Axel Loytved hat unsichtbaren Lack benutzt, der unter dem Licht bunt wird. Quelle: Bettina Albrod

Papier, das sich in Pfützen auflöste, brachte ihn auf die Idee, mit Pappmaschee zu arbeiten und die Grundform zu überformen. Geraden und Winkel verschwinden weitgehend unter der Masse, die in weichen Kurven das Objekt bedeckt, das so eine neue Oberfläche bekommt, die die Bedeutung wandelt. „Viele Objekte sind schief, sie kommen aus dem Gleichgewicht“, so der Künstler, „dadurch wirken sie leicht psychedelisch.“ Dazu trägt auch der besondere Lackeffekt bei. Teils sind die Arbeiten bunt lackiert, teils wirken sie wie aus Metall. Erst unter dem Lichtstrahl beginnen sie farbig zu leuchten. Loytved zeige Kunstobjekte mit Charakter, betont Dr. Katharina Schlüter, Geschäftsführerin der Sparkassen-Kulturstiftung Stormarn. „Das passt gut in das Jahresthema „Körper/Identitäten“.

Ausstellung im Kofferraum

Über das künstlerische Arbeiten hinaus ist Loytved, der 1982 in Bad Mergentheim geboren wurde, Mitgründer des Kunstvereins St. Pauli, der neue Wege geht, um Gegenwartskünstlern Raum für Ausstellungen zu eröffnen. „Drei Jahre lang haben wir einen Ausstellungsraum in unserer WG angeboten, wo der Künstler als Stipendium eine Woche lang ein Bett, eine Kaffeemaschine sowie einen Raum zur Ausstellung hatte.“ Seit die Wohnung weg ist, entwickeln die Künstler neue Formate des Ausstellens. „Wir waren mit einem Container auf Tour und haben die Kunstwerke bei anderen Vereinen gezeigt.“ Dann war es die Parkplatz-Ausstellung, wo die Fahrzeuge der Teilnehmer im Kofferraum oder auf dem Dach Kunst transportierten. Derzeit läuft die Aktion „Cage Match“ bei Planten und Blomen in Hamburg, wo Bauzäune zur Leinwand werden.
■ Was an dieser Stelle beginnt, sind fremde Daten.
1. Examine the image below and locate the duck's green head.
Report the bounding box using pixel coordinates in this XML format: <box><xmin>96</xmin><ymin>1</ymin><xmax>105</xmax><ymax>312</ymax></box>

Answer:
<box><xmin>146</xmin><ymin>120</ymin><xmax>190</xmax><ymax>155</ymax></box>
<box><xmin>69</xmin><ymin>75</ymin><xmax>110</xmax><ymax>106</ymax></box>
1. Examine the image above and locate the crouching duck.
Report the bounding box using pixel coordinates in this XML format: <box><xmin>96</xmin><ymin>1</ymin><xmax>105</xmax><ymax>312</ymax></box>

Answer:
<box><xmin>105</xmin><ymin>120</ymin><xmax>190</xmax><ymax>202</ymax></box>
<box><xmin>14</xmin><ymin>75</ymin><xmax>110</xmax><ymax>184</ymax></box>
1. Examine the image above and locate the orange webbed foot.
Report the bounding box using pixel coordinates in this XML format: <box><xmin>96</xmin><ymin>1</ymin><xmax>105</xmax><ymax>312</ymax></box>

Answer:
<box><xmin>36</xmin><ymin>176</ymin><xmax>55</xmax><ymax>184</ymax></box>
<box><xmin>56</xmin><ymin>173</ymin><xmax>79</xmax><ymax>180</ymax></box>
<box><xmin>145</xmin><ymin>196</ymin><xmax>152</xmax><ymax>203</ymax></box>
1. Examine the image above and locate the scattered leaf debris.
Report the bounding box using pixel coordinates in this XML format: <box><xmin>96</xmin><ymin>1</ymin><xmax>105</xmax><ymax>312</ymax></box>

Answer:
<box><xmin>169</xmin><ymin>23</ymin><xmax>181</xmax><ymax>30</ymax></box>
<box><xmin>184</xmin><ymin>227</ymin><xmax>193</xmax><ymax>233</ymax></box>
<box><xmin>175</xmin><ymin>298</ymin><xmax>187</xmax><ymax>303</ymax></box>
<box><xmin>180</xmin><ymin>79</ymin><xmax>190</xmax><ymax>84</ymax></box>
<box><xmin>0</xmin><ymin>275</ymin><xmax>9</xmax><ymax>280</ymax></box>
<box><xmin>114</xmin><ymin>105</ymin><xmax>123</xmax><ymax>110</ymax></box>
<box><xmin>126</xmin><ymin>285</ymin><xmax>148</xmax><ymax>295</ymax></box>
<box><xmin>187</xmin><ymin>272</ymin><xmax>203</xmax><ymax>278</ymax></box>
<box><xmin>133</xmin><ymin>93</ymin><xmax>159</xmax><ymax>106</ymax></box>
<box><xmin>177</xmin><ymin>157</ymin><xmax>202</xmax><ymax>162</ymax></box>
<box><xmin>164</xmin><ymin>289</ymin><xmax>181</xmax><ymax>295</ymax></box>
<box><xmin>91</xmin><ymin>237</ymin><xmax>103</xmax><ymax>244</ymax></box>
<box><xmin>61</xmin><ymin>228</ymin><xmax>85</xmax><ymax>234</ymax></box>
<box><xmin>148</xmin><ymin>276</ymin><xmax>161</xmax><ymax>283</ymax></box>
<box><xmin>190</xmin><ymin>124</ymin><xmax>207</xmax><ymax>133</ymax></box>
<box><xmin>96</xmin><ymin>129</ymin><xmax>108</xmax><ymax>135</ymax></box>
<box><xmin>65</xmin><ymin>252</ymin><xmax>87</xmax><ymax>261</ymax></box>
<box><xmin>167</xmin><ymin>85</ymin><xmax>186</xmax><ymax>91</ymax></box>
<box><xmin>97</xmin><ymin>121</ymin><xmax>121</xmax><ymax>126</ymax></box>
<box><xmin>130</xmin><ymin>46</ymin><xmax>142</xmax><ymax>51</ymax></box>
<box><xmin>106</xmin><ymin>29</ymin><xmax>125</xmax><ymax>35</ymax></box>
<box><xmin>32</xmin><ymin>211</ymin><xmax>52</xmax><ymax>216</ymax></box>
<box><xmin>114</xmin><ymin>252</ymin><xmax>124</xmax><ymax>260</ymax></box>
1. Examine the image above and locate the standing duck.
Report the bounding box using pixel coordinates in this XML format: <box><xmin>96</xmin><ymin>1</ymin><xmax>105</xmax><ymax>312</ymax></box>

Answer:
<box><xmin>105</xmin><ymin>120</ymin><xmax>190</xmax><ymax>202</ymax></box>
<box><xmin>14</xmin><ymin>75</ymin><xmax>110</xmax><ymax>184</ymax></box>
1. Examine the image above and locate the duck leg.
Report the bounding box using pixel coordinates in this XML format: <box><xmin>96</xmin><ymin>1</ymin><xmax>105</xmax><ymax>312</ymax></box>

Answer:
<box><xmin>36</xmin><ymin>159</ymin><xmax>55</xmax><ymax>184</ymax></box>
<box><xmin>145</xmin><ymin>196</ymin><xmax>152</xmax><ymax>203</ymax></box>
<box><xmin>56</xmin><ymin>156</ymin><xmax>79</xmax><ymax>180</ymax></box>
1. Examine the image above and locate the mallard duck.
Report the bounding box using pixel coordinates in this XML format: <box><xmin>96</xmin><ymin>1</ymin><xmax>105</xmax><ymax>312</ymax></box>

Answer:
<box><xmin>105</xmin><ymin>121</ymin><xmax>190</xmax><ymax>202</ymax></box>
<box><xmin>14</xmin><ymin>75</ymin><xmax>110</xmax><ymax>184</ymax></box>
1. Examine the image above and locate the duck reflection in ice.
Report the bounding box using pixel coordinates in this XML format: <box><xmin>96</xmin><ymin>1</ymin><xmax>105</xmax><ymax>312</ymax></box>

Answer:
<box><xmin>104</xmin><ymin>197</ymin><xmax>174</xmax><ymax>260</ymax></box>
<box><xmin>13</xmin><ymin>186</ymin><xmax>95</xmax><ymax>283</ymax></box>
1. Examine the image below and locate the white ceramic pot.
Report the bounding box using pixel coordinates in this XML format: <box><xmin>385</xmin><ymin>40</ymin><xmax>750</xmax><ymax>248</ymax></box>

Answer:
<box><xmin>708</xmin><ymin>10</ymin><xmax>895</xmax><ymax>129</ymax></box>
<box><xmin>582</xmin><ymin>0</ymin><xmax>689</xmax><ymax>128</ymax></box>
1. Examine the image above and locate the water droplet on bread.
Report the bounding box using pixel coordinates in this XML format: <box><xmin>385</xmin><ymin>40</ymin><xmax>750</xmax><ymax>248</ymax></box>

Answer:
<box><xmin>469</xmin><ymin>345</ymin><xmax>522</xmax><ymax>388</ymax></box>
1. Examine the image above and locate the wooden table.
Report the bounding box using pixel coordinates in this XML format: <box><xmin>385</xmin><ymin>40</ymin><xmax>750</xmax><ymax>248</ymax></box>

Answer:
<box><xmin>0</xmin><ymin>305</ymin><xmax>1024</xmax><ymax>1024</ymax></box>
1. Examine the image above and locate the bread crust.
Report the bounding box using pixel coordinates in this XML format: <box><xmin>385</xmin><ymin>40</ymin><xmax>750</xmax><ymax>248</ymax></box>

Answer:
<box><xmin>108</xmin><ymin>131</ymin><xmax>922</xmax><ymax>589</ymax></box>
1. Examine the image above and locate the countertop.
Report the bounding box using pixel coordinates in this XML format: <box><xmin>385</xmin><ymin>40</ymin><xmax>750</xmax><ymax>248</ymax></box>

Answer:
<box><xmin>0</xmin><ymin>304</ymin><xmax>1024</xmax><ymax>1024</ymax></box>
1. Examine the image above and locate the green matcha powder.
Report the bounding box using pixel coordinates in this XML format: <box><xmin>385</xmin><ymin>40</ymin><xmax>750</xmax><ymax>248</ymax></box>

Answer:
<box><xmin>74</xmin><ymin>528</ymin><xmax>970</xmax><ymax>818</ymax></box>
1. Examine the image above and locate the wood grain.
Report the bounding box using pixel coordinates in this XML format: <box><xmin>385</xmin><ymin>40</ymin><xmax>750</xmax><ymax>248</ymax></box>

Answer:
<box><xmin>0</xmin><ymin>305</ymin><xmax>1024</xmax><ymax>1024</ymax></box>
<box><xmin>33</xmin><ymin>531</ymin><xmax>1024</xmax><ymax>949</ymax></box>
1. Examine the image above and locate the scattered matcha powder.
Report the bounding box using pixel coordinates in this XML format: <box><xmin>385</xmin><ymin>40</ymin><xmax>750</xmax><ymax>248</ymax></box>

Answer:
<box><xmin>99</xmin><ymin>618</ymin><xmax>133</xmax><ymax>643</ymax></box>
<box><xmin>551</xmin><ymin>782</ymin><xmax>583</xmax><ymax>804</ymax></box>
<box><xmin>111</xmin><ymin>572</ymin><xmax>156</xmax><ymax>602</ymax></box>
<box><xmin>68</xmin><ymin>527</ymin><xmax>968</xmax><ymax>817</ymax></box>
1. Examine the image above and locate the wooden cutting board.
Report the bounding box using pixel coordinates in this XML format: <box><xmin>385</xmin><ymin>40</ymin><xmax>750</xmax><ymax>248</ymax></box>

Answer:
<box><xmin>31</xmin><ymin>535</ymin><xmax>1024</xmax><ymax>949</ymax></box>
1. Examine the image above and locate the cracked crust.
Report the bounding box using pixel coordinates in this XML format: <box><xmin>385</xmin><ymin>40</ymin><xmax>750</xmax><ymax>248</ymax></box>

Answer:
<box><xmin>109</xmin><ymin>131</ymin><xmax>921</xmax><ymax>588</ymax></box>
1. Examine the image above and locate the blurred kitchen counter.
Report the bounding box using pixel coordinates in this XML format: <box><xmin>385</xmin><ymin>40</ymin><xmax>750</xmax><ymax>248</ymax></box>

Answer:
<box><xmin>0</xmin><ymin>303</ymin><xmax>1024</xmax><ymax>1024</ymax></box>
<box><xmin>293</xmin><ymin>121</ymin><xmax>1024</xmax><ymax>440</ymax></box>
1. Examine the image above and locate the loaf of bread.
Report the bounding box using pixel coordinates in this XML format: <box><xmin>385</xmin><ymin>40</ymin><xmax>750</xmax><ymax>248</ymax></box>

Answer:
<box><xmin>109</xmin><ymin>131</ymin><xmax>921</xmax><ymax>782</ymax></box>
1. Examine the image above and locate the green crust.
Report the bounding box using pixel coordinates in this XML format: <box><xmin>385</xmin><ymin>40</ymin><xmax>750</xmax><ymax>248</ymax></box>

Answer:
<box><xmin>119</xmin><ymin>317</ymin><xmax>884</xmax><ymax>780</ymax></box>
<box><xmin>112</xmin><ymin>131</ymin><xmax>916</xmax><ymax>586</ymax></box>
Aus Alltag wird Kunst. Quelle: ST

Den Betrachter erwartet ungewöhnliche Kunst, mit der sich Loytved, der Hochschule für Bildende Kunst in Braunschweig studiert hat, einen Namen gemacht hat.

Die Ausstellung

Die Ausstellung in der Galerie Trittauer Wassermühle ist vom 23. November bis zum 5. Januar jeweils sonnabends und sonntags von 11 bis 17 Uhr geöffnet. Zur Ausstellung erscheint ein Katalog. Am Sonntag, 15. Dezember, um 15 Uhr findet im Rahmen der Ausstellung ein Künstlergespräch mit Axel Loytved statt, moderiert von Nadine Droste, Direktorin Bielefelder Kunstverein.